Analyse UN OEIL SUR LE MONDE

Menace aux États-Unis pour les travailleurs agricoles précaires

01.04.20

Entassés dans des dortoirs, travaillant dans la promiscuité, sans masques, les travailleurs agricoles qui nourrissent les États-Unis durant la pandémie de coronavirus sont particulièrement exposés à la maladie, mais ces journaliers n’ont pas le choix: sans travail, pas de salaire.

Quelque 2,4 millions d’hommes et de femmes travaillent dans les exploitations agricoles aux États-Unis, où les trois quarts de la population sont à ce jour soumis à une forme de confinement. Mais comme les infirmières, les policiers, les pompiers ou les employés de supermarché, leur activité est considérée comme « essentielle ». C’est un « travail et des conditions de vies très pénibles » que peu d’Américains acceptent, soulignent les ONG s’occupant de leur sort. Au moins la moitié des ouvriers agricoles du pays sont des étrangers en situation irrégulière, souvent issus d’Amérique latine, qui passent de longues heures à ramasser fruits et légumes dans le froid ou sous un soleil brûlant sans pouvoir espérer mieux que le salaire minimum.

Certains vivent dans des campements pouvant rassembler jusqu’à 200 ouvriers dans des conditions sanitaires précaires, d’autres s’entassent dans des appartements à trois ou quatre familles, et ils se déplacent généralement dans des bus bondés: autant de facteurs propices à une propagation fulgurante du virus. Pour les sans-papiers, l’absence de sécurité sociale et la peur de la police de l’immigration rendent encore plus difficile l’accès aux soins.

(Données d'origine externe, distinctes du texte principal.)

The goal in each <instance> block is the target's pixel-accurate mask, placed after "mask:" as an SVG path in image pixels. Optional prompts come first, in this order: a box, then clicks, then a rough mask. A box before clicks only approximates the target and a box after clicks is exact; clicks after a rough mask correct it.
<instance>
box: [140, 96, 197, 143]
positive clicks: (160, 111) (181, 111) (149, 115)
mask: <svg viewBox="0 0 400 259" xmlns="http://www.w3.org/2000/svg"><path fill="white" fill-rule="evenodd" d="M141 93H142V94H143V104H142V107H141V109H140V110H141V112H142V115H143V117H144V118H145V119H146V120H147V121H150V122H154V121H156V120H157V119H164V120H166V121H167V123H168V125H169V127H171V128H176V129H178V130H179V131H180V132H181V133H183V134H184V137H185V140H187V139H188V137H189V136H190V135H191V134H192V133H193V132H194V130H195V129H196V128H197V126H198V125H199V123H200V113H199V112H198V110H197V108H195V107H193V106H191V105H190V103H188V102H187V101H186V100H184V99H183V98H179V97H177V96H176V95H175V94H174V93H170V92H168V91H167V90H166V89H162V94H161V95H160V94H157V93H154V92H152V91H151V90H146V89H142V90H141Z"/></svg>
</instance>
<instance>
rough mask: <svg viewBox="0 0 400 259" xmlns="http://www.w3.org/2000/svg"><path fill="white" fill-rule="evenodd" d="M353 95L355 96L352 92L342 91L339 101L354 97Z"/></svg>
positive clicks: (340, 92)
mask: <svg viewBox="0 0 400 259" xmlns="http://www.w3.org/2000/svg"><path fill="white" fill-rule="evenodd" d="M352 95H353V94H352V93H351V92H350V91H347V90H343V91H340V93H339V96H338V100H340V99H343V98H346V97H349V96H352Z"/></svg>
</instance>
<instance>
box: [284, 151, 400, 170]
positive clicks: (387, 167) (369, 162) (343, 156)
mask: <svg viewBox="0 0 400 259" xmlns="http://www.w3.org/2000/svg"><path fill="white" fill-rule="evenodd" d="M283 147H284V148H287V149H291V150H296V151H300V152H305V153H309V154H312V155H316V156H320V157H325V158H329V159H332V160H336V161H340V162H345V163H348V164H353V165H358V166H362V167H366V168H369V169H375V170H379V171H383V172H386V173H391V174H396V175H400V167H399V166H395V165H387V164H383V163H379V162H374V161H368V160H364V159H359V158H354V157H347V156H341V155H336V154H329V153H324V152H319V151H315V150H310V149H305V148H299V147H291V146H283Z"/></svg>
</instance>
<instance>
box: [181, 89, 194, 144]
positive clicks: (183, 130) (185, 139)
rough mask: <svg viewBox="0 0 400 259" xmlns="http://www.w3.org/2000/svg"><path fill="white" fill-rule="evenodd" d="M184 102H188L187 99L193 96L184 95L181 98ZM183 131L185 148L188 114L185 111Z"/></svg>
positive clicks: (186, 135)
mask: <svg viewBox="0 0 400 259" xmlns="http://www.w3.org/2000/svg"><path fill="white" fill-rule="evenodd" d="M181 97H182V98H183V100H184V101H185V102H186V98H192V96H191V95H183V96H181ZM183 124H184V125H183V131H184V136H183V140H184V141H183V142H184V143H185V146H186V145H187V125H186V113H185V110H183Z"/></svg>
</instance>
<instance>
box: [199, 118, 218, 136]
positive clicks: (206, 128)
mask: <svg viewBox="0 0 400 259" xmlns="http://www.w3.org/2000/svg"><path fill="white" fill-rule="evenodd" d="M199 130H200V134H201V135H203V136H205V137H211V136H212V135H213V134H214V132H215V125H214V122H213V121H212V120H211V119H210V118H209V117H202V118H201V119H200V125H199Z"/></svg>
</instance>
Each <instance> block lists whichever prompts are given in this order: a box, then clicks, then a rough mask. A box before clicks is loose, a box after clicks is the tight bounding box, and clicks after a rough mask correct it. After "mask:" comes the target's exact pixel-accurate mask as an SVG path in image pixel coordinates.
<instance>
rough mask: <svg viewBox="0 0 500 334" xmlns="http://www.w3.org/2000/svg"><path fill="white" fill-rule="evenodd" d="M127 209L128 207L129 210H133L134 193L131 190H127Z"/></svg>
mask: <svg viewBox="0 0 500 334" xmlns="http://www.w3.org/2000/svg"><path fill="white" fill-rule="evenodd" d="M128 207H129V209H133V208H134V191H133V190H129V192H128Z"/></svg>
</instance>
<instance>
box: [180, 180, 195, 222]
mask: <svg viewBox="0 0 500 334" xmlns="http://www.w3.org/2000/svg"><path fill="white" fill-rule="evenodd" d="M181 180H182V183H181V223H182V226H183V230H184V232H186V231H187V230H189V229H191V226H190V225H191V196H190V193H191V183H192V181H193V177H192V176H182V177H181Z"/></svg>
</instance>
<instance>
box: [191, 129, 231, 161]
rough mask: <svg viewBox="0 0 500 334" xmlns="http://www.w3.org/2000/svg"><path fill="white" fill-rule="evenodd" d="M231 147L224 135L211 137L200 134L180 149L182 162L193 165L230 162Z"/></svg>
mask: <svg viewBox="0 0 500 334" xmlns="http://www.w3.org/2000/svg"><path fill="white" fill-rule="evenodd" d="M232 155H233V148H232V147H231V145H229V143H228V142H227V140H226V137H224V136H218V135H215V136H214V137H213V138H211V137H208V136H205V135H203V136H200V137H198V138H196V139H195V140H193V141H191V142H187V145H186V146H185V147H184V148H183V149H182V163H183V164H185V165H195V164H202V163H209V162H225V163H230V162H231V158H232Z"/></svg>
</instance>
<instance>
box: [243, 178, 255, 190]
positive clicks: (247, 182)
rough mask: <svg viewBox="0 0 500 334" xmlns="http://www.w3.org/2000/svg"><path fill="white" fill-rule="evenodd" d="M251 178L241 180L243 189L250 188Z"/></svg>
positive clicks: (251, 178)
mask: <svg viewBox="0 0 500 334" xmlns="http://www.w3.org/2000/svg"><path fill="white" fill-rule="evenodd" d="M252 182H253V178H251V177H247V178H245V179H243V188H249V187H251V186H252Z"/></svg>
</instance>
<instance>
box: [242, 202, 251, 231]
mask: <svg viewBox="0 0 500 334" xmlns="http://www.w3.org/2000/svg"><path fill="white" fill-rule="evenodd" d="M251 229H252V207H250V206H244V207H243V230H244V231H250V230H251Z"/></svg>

Syndicalistes et associations s’alarment pour ces malheureux qui sont non seulement très exposés au Covid-19, mais n’ont pour beaucoup reçu aucune information sur les modes de contamination du coronavirus ou les moyens de s’en prémunir, encore moins un quelconque équipement de protection. « Ils vont souvent travailler avec de la fièvre, de la toux ou un autre symptôme du Covid-19« , relève Erik Nicholson, vice-président du United Farm Workers of America (UFW), premier syndicat d’ouvriers agricoles des Etats-Unis. « Leur réalité quotidienne, c’est que s’ils ne travaillent pas, ils ne sont pas payés, et s’ils ne sont pas payés ils n’ont aucun moyen de nourrir leur famille et de payer leur loyer« , déclare-t-il à l’AFP.

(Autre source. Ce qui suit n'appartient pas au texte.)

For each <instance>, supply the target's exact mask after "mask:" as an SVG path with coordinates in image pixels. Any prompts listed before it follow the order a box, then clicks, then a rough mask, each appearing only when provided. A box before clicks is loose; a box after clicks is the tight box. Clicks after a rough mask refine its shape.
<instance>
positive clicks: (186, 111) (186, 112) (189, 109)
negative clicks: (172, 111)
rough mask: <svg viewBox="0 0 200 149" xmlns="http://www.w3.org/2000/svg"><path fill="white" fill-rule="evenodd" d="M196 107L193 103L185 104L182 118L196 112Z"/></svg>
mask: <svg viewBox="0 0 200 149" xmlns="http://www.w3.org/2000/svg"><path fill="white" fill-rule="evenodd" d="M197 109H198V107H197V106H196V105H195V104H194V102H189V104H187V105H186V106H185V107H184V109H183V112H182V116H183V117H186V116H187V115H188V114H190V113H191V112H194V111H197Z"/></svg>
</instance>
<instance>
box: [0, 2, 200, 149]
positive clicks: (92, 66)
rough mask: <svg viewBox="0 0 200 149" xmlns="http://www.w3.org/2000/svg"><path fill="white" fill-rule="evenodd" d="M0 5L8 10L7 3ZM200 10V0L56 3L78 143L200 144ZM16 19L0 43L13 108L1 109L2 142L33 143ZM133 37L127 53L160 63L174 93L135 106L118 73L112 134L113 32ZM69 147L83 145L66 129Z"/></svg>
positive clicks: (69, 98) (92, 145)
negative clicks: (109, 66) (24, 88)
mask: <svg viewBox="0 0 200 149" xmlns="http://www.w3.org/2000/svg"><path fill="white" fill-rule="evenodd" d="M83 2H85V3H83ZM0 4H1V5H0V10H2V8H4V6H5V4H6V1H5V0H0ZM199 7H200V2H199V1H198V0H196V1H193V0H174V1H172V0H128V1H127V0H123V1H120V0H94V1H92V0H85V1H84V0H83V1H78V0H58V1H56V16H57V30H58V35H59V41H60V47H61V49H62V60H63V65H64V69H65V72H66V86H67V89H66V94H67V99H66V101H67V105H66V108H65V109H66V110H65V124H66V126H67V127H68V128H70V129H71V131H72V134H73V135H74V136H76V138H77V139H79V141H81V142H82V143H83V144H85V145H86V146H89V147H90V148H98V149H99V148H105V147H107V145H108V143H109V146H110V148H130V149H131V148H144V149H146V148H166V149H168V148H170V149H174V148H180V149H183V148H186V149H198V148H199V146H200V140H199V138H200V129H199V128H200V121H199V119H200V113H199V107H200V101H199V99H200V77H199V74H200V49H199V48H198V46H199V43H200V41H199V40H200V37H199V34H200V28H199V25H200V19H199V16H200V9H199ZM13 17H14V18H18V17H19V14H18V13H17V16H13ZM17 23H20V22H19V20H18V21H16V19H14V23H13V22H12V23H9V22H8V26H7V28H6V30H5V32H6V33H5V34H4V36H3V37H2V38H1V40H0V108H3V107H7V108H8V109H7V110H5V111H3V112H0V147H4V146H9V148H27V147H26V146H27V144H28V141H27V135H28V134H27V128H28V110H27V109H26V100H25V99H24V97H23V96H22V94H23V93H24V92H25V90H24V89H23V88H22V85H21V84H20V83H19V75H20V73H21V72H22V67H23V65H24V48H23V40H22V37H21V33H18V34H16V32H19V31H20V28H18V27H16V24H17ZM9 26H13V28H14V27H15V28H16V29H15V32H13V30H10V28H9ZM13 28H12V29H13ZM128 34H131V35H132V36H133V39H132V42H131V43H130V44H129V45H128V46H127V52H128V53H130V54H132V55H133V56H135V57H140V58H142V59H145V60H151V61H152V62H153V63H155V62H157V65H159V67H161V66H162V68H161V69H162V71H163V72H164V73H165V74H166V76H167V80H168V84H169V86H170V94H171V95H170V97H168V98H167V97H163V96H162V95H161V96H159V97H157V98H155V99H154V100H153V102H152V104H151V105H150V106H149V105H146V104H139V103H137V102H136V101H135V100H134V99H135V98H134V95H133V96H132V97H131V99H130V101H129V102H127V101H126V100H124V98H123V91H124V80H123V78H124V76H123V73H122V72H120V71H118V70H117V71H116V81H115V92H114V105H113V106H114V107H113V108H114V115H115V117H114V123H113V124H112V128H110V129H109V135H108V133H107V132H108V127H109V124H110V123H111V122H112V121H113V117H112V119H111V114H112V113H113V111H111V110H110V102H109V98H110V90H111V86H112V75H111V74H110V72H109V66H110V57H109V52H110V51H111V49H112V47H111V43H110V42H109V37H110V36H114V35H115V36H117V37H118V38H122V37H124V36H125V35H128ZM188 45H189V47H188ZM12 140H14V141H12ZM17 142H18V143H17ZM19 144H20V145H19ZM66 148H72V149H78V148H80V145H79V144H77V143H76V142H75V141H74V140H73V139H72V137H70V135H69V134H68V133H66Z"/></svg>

Les oubliés de la pandémie

Qu’arriverait-il si l’épidémie décimait les ouvriers agricoles? « Si vous les mettez dans un bus et que l’un d’eux est infecté, c’en est fini de votre main d’oeuvre« , avertit David Still, directeur de l’Institut de recherches agricoles de l’université de Pomona. Et « si 10, 20 ou 30% des ouvriers manquent à l’appel, cela va créer un énorme problème pour l’approvisionnement » en vivres, insiste-t-il. La Californie, considérée comme le potager des États-Unis et où l’agriculture représente environ 5% du PIB (trois fois plus qu’en France), n’ose même pas y penser.

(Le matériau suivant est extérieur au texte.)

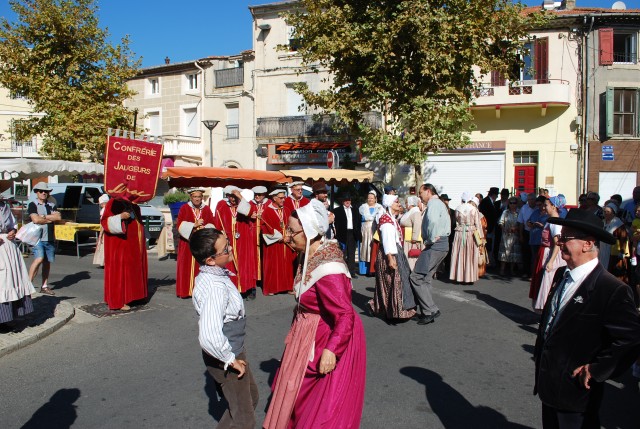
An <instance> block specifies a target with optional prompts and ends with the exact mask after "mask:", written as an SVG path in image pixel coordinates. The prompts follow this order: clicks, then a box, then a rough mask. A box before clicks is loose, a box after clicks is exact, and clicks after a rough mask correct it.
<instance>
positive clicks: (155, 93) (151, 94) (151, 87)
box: [148, 77, 160, 95]
mask: <svg viewBox="0 0 640 429" xmlns="http://www.w3.org/2000/svg"><path fill="white" fill-rule="evenodd" d="M148 83H149V94H150V95H160V79H158V78H157V77H154V78H151V79H149V81H148Z"/></svg>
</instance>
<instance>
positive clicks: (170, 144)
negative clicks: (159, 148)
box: [163, 137, 202, 159]
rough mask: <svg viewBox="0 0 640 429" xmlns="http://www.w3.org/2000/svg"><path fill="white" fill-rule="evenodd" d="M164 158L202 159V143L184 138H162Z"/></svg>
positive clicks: (169, 137) (197, 140)
mask: <svg viewBox="0 0 640 429" xmlns="http://www.w3.org/2000/svg"><path fill="white" fill-rule="evenodd" d="M163 155H164V156H180V157H187V158H198V159H202V142H201V141H200V140H193V139H185V138H171V137H168V138H167V137H165V138H164V152H163Z"/></svg>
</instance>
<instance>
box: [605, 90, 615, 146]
mask: <svg viewBox="0 0 640 429" xmlns="http://www.w3.org/2000/svg"><path fill="white" fill-rule="evenodd" d="M613 91H614V88H609V87H607V95H606V103H607V111H606V112H605V114H606V115H607V137H611V136H612V135H613Z"/></svg>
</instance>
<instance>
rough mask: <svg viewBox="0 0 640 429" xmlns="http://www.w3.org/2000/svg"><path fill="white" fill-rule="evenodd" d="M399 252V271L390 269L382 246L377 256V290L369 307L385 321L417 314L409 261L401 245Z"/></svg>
mask: <svg viewBox="0 0 640 429" xmlns="http://www.w3.org/2000/svg"><path fill="white" fill-rule="evenodd" d="M397 251H398V253H397V254H396V258H397V261H398V269H397V270H392V269H390V268H389V265H388V263H387V258H386V255H385V254H384V252H383V250H382V246H380V247H378V254H377V256H376V289H375V292H374V294H373V299H372V300H370V301H369V306H370V308H371V310H372V311H373V313H374V314H376V315H378V316H381V317H384V318H385V319H408V318H410V317H413V316H414V315H415V314H416V311H415V309H414V307H415V306H416V304H415V301H414V298H413V292H412V291H411V283H410V281H409V275H410V274H411V269H410V268H409V261H407V257H406V256H405V254H404V252H403V249H402V247H401V246H400V245H397Z"/></svg>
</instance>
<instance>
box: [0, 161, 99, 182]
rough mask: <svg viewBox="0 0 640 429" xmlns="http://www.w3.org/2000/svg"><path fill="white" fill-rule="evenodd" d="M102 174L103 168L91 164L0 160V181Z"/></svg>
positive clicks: (86, 162)
mask: <svg viewBox="0 0 640 429" xmlns="http://www.w3.org/2000/svg"><path fill="white" fill-rule="evenodd" d="M76 174H104V166H103V165H102V164H96V163H93V162H72V161H62V160H52V159H27V158H10V159H0V179H4V180H11V179H33V178H36V177H43V176H55V175H65V176H72V175H76Z"/></svg>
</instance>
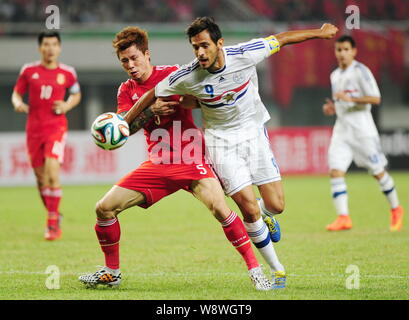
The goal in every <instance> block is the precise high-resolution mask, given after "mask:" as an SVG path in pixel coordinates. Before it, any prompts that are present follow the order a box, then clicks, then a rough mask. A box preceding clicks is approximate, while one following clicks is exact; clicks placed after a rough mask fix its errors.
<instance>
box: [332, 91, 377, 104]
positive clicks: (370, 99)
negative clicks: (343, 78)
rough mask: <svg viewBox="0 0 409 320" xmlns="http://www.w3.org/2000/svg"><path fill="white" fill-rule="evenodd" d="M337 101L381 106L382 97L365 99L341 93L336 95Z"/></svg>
mask: <svg viewBox="0 0 409 320" xmlns="http://www.w3.org/2000/svg"><path fill="white" fill-rule="evenodd" d="M334 98H335V99H339V100H341V101H346V102H354V103H356V104H367V103H369V104H375V105H377V104H380V103H381V98H380V97H373V96H363V97H357V98H355V97H351V96H350V95H348V94H347V93H345V91H340V92H337V93H335V94H334Z"/></svg>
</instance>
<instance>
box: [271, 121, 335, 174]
mask: <svg viewBox="0 0 409 320" xmlns="http://www.w3.org/2000/svg"><path fill="white" fill-rule="evenodd" d="M268 134H269V138H270V143H271V148H272V150H273V152H274V156H275V158H276V161H277V163H278V165H279V167H280V171H281V173H282V174H326V173H327V172H328V161H327V159H328V156H327V153H328V147H329V144H330V140H331V134H332V128H331V127H285V128H278V129H270V130H268Z"/></svg>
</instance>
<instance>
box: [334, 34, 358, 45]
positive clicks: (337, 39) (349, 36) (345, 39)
mask: <svg viewBox="0 0 409 320" xmlns="http://www.w3.org/2000/svg"><path fill="white" fill-rule="evenodd" d="M335 42H338V43H340V42H349V43H350V44H351V47H352V48H356V43H355V40H354V38H352V37H351V36H348V35H343V36H340V37H339V38H338V39H337V41H335Z"/></svg>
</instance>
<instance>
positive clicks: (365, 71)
mask: <svg viewBox="0 0 409 320" xmlns="http://www.w3.org/2000/svg"><path fill="white" fill-rule="evenodd" d="M357 69H358V72H357V74H358V82H359V86H360V87H361V89H362V92H363V95H364V96H368V97H381V92H380V91H379V87H378V84H377V83H376V80H375V77H374V76H373V74H372V72H371V70H369V68H368V67H366V66H364V65H363V64H358V65H357Z"/></svg>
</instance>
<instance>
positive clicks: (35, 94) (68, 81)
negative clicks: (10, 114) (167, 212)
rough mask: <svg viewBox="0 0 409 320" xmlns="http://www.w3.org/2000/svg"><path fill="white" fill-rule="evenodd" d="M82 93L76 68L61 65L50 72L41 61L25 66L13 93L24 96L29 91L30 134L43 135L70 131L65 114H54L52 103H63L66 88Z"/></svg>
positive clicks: (71, 90) (17, 79)
mask: <svg viewBox="0 0 409 320" xmlns="http://www.w3.org/2000/svg"><path fill="white" fill-rule="evenodd" d="M69 88H70V89H71V93H76V92H79V85H78V82H77V74H76V72H75V70H74V68H72V67H70V66H67V65H65V64H62V63H60V64H59V65H58V67H57V68H55V69H47V68H46V67H44V66H43V65H42V64H41V62H40V61H37V62H33V63H27V64H25V65H24V66H23V67H22V69H21V72H20V75H19V77H18V79H17V83H16V85H15V87H14V91H16V92H17V93H19V94H20V95H24V94H25V93H26V92H27V91H28V105H29V106H30V108H29V112H28V120H27V125H26V130H27V132H30V133H40V134H44V133H47V132H52V131H54V130H56V129H62V128H64V129H65V130H66V129H67V118H66V116H65V115H64V114H60V115H57V114H55V113H54V112H53V103H54V101H57V100H64V98H65V93H66V90H67V89H69Z"/></svg>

« Les ouvriers agricoles sont une composante vitale » de l’approvisionnement en nourriture de l’État, et bien au-delà, estime Steve Lyle, porte-parole du département de l’Agriculture de Californie. Selon lui, les employeurs en ont bien conscience. « Les producteurs de la filière agro-alimentaire ont renforcé les mesures de sécurité depuis le début de la crise sanitaire » et ont introduit des « règles de distanciation sociale dans les champs et sur les lignes de production« , dit-il à l’AFP. Certains exploitants californiens ont même adapté leurs procédures pour limiter les risques de contagion, comme Ellen Brokaw l’a fait dans ses vergers du comté de Ventura. « Notre but, c’est de garder nos employés en sécurité pour qu’ils puissent continuer à travailler, à moins qu’ils ne soient malades ou doivent rester chez eux pour garder des enfants ou un malade« , a-t-elle déclaré à un journal local. Tous les patrons ne sont pas aussi prévenants, selon les adhérents interrogés par le syndicat UFW, qui pour la plupart n’ont reçu ni information ni consignes sur le coronavirus. « Je pense que nous sommes les plus vulnérables, les oubliés » de la pandémie, a déclaré un ouvrier agricole, Juan Guerrero, à la chaîne Univision.